Такую схему понятия следует отличать от его образа, потому что схема указывает лишь на всеобщий способ создания для понятия соответствующего ему образа. Так, если я ставлю одну за другой 3 точки ..., то это есть образ числа 3; но если я мыслю себе число вообще, каково бы оно ни было, например, тысячу, то я мыслю здесь не образ, а лишь способ (метод) представлять себе согласно понятию числа некоторое множество в одном образе, хотя бы при этом я редко мог, особенно при больших числах, обозреть это множество и сравнить его с понятием числа. В действительности в основании наших чистых понятий лежат не образы предметов, а только их схемы. В самом деле, никакой образ предмета не может вполне совпадать с его чистым понятием. Так, например, понятию треугольника вообще никогда не может быть адекватен какой-либо образ, так, как последний никогда не может достигнуть всеобщности понятия, имеющего значение относительно всех возможных треугольников. |26| Поэтому для треугольника вообще мы имеем в нашей мысли лишь схему, т. е. правило, по которому сила воображения определяет наше созерцание согласно некоторому всеобщему понятию. Точно также понятие собаки обозначает лишь правило, согласно которому моя сила воображения, не ограничиваясь каким-либо единичным образом, данным мне в опыте, создает обладающий всеобщностью образ четвероногого животного. Чистый образ всех внешних величин (quantorum) есть пространство, а чистый образ всех предметов чувств вообще – время. Но чистая схема величины (quantitatis), как рассудочного понятия, есть число, т, е. представление, обнимающее собой последовательное присоединение одной единицы к другой (однородной); другими словами, число есть не что иное, как единство синтеза многообразного в созерцании вообще, осуществляющееся через то, что само время создается мною в аппрегензии моего созерцания.

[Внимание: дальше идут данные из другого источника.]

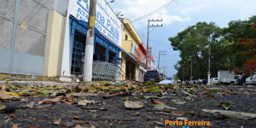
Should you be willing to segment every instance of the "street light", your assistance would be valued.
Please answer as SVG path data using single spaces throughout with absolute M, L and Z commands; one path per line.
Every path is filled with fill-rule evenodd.
M 160 55 L 166 55 L 166 54 L 161 54 L 161 52 L 166 52 L 166 50 L 160 50 L 160 51 L 159 51 L 159 54 L 158 54 L 158 55 L 158 55 L 158 67 L 157 67 L 158 69 L 159 69 L 159 65 L 160 65 Z
M 110 2 L 107 3 L 108 4 L 110 3 L 113 3 L 114 0 L 111 0 Z
M 121 11 L 119 11 L 119 12 L 115 11 L 115 15 L 116 15 L 117 17 L 124 16 L 124 14 L 121 14 L 121 13 L 122 13 Z
M 210 85 L 210 80 L 211 80 L 211 67 L 210 67 L 210 65 L 211 65 L 211 34 L 209 35 L 209 48 L 208 48 L 208 50 L 209 50 L 209 55 L 208 55 L 208 72 L 207 72 L 207 75 L 208 75 L 208 85 Z

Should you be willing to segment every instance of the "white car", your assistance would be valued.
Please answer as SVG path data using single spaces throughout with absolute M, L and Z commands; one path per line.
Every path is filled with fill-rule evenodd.
M 253 80 L 252 80 L 253 76 L 253 75 L 250 75 L 249 77 L 247 77 L 247 78 L 246 79 L 246 83 L 247 83 L 247 84 L 253 84 Z
M 212 78 L 211 79 L 211 84 L 218 84 L 218 78 Z
M 253 84 L 256 84 L 256 74 L 252 77 L 251 80 Z

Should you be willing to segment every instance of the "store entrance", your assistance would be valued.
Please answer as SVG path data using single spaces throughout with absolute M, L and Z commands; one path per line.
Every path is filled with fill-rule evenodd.
M 76 30 L 73 44 L 71 73 L 83 74 L 86 35 Z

Схема реальности, т. е. того, что соответствует ощущению вообще, и понятие чего указывает, следовательно, на бытие (во времени), есть постоянное созидание этой реальности во времени, в течение которого от ощущения, обладающего некоторой величиной, мы переходим к его исчезновению или, наоборот, от отсутствия ощущения восходим к некоторой определенной его величине.

Схема субстанции есть постоянство реального во времени, т. е. представление его как некоторого субстрата эмпирических временных определений, который остается даже тогда, когда все остальное изменяется. Схема причинности есть последовательность многообразного, поскольку она подчинена некоторому правилу. Схема общения субстанции есть сосуществование определений одних субстанции с определениями других согласно всеобщему правилу. Схема возможности есть согласие связи различных представлений с условиями времени вообще, т. е. отнесение представления данной вещи к какому бы то ни было времени. Схема действительности есть существование в определенное время. Схема необходимости есть существование во всякое время.

Если сопоставить все это вместе то станет ясным, что схема количества содержит в себе и делает доступным для представления созидание самого времени или временной ряд, схема качества наполнение или содержание времени, схема отношениявзаимоотношение друг к другу восприятий во всякое время или временной порядок и, наконец, схема модальности – время, как коррелят определения предмета в отношении того, принадлежит ли он и как именно принадлежит ко времени, или – всю совокупность времени в отношении всех возможных предметов, и что, следовательно, все вообще схемы чистых рассудочных понятий суть не что иное, как априорные определения во времени по правилам. |27| Но так как время есть действительная форма внутреннего чувства, то отсюда становится очевидным, что применение схем чистых рассудочных понятий ограничивается лишь связыванием многообразия созерцания во внутреннем чувстве, и тем самым косвенно – приведением сознания к единству; эти схемы оказываются, таким образом, истинными и единственными условиями отнесения чистых рассудочных понятий к объектам и создания таким путем объективной реальности. Так как однако все эти схемы суть временные определения и, следовательно, касаются лишь формы чувственности, то очевидно, что объективная реальность чистых рассудочных понятий ограничена условиями, заложенными не в рассудке, а в чувственности, и что, следовательно, они имеют значение для предметов не поскольку последние существуют сами по себе, а лишь поскольку они нам являются.


 
 
Схемы и таблицы  |   К началу страницы

 

[ Основоположения чистого рассудка ]

Указав на схемы или условия, при посредстве которых чистые рассудочные понятия применяются к предметам, Кант переходит затем к самому исследованию всех основоположений чистого рассудка.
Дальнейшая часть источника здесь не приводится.